The Greenhalgh Vision of the Future

The Leader of Hammersmith and Fulham Council, Stephen Greenhalgh, has written a policy paper for the right wing think tank, Localis, that starkly outlines his draconian vision of the future for social housing. We will shortly publish a summary of this paper. In the meantime read it carefully and don't be fooled by the glossy attempt to present supposedly inclusive housing solutions. If he has his way our hard earned legal rights will be swept away to afford unprecedented power to landlords. Security of tenure will be replaced by a two month notice period. And any right minded person will understand that in London, with sky high property prices, few real opportunities for secure and affordable housing will be open to ordinary working people. More likely we will be bussed in from the suburbs to service the privileged minority in the City and bussed off out again at the end of the day!

Councillor Greenhalgh's questionable intent and starring role in the video of his confrontation with angry residents has drawn the attention of the Guardian writer Dave Hill's blog.

The Greenhalgh paper states that:
"Today social housing has become welfare housing where both a dependency culture and a culture of entitlement predominate."
How insulting to those of us who strive to work hard and provide for ourselves and our families - and likewise to those living through difficult times that are thankfully made a little easier by the kind of help that we would all hope for at such times.

One of our group was featured in the Shepherds Bush and Hammersmith Gazette on June 12th in the 'My Hammersmith' feature. Click on the article to read it. You'll probably notice that she sounds like an ordinary kind of person - hard working, community minded, motivated, football-loving - not the dependent, work-shy caricature they'd have you believe us to be.

Undoubtedly there are estates around the country that need drastic improvement and communities that need change for the better, supported by possibly radical but equally compassionate interventions. However the answer is most definitely not to sweep the good ones away. Ours has been described as 'prime real estate' by commentators - can this really be coincidence?
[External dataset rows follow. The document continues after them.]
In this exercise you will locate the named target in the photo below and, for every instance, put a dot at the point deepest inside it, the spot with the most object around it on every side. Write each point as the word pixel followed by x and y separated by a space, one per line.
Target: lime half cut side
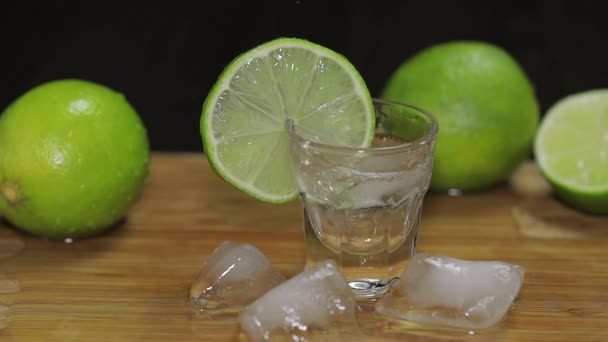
pixel 571 149
pixel 243 118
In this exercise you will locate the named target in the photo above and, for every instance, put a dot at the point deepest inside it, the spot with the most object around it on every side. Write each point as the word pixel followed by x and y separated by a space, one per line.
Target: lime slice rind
pixel 285 78
pixel 575 129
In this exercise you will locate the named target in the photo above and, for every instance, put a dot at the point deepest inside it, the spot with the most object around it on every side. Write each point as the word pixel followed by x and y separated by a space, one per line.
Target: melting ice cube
pixel 235 274
pixel 314 299
pixel 444 290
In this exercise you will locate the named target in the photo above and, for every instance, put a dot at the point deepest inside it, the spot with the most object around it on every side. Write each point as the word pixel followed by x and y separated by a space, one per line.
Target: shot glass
pixel 362 205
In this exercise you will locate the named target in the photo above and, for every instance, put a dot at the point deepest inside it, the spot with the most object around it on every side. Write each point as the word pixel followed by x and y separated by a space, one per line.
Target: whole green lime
pixel 74 156
pixel 485 106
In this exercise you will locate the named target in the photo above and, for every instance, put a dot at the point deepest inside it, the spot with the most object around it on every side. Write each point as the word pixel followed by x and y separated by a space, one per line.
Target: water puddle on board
pixel 10 245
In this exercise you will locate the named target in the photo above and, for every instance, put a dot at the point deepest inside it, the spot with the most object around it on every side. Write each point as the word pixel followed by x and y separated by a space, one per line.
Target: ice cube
pixel 235 274
pixel 443 290
pixel 317 298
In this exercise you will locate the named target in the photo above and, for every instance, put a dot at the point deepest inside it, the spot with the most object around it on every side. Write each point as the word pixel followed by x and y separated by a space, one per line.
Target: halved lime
pixel 571 149
pixel 243 117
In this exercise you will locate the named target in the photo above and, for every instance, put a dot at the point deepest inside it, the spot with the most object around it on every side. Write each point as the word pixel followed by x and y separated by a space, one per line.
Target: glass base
pixel 370 288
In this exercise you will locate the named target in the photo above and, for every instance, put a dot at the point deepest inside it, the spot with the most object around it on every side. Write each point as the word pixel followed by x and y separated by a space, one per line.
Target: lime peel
pixel 247 146
pixel 571 149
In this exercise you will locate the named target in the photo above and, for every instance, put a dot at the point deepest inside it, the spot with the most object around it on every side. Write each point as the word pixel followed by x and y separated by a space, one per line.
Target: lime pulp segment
pixel 572 143
pixel 242 123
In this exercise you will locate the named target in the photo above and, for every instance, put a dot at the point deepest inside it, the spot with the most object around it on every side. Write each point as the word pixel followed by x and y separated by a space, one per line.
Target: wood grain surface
pixel 131 283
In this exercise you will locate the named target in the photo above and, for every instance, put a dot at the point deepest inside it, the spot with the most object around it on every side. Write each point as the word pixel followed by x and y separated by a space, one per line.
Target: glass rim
pixel 422 142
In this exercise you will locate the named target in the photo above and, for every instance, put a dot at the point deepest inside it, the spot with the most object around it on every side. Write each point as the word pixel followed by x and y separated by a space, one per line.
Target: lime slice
pixel 571 148
pixel 243 117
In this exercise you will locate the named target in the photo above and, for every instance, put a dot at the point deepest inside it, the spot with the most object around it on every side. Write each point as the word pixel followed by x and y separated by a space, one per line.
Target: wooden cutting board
pixel 131 283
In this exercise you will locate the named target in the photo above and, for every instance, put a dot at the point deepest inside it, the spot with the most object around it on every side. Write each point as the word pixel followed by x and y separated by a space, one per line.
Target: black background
pixel 165 56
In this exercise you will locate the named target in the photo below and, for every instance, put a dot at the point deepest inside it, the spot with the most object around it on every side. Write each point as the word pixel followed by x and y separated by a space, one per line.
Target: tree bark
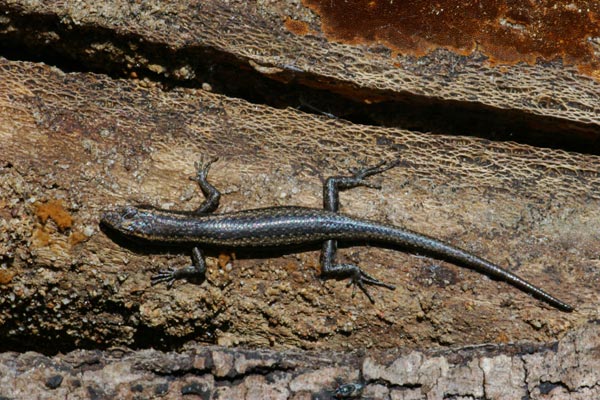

Stephen Greenhalgh supposedly believes that:

"A decent neighbourhood is a place where people want to live and they have pride in. At the heart of a mixed and sustainable community is a mix of people with different income levels, at different life stages and with different occupations who occupy their homes on a mixture of tenures but where no single tenure predominates."
This is us. So why blow us apart? What could possibly be in it for you?

1 comment:

  1. From a subjective point of view this seems like the conservatives are trying to facilitate gentrification within H&F. The whole point of social housing is that it is protected and provided for those that need it. By forcing a 'mix of different incomes' you would start the ball rolling on gentrification and poorer people wont be able to afford living in H&F not considering London's already high property prices.